My empty pastures speak to me, the ghosts of my life here part of the soil, built into the barns. Carol dying in the Pole Barn (the middle). Maria and I getting married in the big barn (the shadow.) Opening up Bedlam Farm to the Pig Barn Art Shows (to the left). Restoring each barn, shoring up the foundations, painting each barn. Rose’s ashes scattered below the pole barn, where she patrolled. Rabid raccoons and skunks shot there. Foxes attacked there, and howling blizzards covered the barns countless times. Orson buried up on the hill. Lambs born there, lambs died there. Emotion to be leaving, but when all is said and done, sad is not really what I feel.
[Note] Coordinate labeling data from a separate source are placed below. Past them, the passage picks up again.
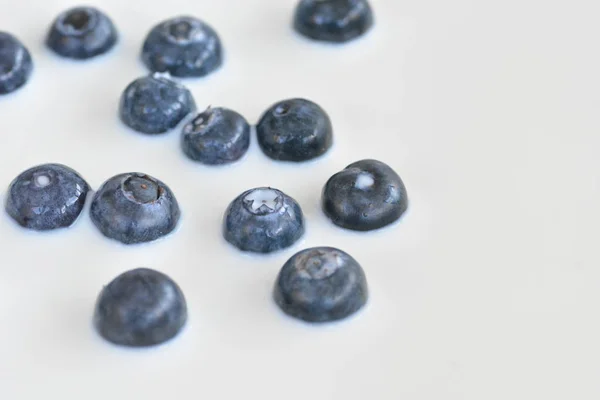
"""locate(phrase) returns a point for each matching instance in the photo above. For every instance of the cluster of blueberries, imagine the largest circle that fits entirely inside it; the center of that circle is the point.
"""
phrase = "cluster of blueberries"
(143, 307)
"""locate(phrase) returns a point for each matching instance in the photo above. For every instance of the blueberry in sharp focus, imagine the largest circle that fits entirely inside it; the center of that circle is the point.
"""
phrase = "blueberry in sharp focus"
(336, 21)
(367, 195)
(321, 284)
(216, 136)
(81, 33)
(183, 47)
(155, 104)
(46, 197)
(294, 130)
(15, 63)
(141, 307)
(263, 220)
(134, 208)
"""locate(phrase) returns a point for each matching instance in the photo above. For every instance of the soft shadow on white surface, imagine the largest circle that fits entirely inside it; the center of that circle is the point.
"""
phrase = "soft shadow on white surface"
(487, 289)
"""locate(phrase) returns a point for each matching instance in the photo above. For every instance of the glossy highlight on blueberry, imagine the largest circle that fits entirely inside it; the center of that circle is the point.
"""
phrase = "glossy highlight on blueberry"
(15, 63)
(263, 220)
(81, 33)
(154, 104)
(140, 308)
(134, 208)
(335, 21)
(366, 195)
(216, 136)
(184, 47)
(46, 197)
(321, 284)
(294, 130)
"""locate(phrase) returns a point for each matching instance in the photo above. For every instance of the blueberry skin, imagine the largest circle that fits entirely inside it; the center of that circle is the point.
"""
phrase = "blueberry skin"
(15, 63)
(183, 47)
(335, 21)
(294, 130)
(139, 308)
(367, 195)
(81, 33)
(216, 136)
(155, 104)
(46, 197)
(134, 208)
(321, 284)
(263, 220)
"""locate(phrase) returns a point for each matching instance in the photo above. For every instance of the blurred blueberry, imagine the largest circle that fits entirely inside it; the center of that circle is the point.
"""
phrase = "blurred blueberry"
(141, 307)
(15, 63)
(134, 208)
(46, 197)
(155, 104)
(81, 33)
(263, 220)
(336, 21)
(183, 47)
(321, 284)
(294, 130)
(367, 195)
(216, 136)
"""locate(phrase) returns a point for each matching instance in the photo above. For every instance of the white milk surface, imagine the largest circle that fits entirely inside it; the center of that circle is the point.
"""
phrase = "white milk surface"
(488, 288)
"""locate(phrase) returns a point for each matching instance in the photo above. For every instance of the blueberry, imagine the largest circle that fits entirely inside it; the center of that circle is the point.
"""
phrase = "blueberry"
(294, 130)
(367, 195)
(155, 104)
(141, 307)
(46, 197)
(263, 220)
(183, 47)
(134, 208)
(216, 136)
(336, 21)
(321, 284)
(81, 33)
(15, 63)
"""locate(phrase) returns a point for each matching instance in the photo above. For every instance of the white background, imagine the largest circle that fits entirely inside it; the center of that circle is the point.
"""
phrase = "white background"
(487, 289)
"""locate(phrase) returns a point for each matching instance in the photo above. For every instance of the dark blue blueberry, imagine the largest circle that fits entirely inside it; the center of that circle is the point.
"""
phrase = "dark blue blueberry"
(321, 284)
(15, 63)
(334, 21)
(183, 47)
(263, 220)
(216, 136)
(367, 195)
(46, 197)
(294, 130)
(134, 208)
(141, 307)
(81, 33)
(155, 104)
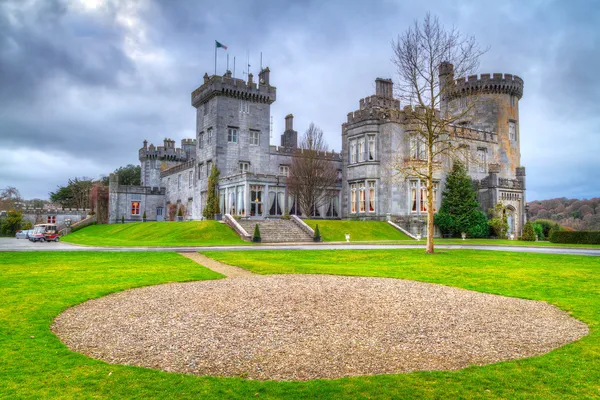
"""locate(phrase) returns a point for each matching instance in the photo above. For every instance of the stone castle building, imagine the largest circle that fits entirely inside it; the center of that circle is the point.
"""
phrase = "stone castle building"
(233, 131)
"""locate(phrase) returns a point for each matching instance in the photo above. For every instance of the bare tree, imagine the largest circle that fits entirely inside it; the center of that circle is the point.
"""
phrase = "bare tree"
(312, 175)
(419, 54)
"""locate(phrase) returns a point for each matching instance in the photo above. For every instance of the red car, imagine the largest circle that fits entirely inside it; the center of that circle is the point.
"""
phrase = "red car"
(45, 233)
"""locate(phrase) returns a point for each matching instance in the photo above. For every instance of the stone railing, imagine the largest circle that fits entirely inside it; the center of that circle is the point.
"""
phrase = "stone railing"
(233, 224)
(295, 219)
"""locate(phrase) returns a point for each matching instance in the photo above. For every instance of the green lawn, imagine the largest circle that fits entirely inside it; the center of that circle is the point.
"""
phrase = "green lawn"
(570, 282)
(35, 287)
(360, 231)
(190, 233)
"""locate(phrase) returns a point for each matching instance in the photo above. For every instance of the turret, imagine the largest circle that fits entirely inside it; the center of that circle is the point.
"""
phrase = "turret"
(289, 139)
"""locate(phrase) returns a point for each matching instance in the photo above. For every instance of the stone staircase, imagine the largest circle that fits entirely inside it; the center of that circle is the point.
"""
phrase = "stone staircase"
(276, 230)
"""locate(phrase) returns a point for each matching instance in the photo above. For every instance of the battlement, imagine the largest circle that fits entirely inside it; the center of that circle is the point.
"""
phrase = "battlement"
(261, 92)
(167, 152)
(331, 155)
(177, 168)
(487, 83)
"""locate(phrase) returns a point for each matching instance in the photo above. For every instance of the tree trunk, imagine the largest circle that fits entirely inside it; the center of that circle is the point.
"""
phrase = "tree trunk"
(430, 199)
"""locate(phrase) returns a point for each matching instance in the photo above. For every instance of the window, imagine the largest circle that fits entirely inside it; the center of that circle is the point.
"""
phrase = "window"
(371, 147)
(232, 135)
(371, 196)
(482, 159)
(361, 150)
(135, 208)
(255, 138)
(417, 150)
(362, 202)
(413, 196)
(353, 198)
(512, 131)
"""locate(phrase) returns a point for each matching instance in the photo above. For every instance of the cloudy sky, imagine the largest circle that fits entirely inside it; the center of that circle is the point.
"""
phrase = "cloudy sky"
(84, 82)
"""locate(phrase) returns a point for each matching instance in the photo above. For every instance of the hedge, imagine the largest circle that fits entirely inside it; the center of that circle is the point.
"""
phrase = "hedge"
(577, 237)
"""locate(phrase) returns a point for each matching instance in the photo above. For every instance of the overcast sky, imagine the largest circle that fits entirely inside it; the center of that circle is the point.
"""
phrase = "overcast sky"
(84, 82)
More the need to honor the memories there, the storms, the falls, the coyotes creeping down the hill, Rose charging up, then Red.
My first winter here on that hill, reading to the dogs from St. Augustine in the chairs at the top of the hill, taking the sheep over the hill into the woods, feeling that first gorgeous embrace with the natural world. I am off soon to make new memories, see and make new ghosts, chronicle new adventures. I have the crew to do it – Red, Lenore, Frieda. Lulu, Simon, Fanny. Cats and chickens. And Maria, my heart and partner. Empty pastures that were once full and will be once again.
My work is to chronicle the real life of real animals in a very real place. It is not always cute, does not always work, is not always happy or pretty. In our rush to love animals, we sometimes think we can create paradise for them, a perfect world in which they never know pain or fear, suffering or brutality. But that is not the real world of real animals, and I hope I never shy away from telling that part of the story as fully and truthfully as the part that is cute and endearing. The empty pasture taught me this, so much real life happened there.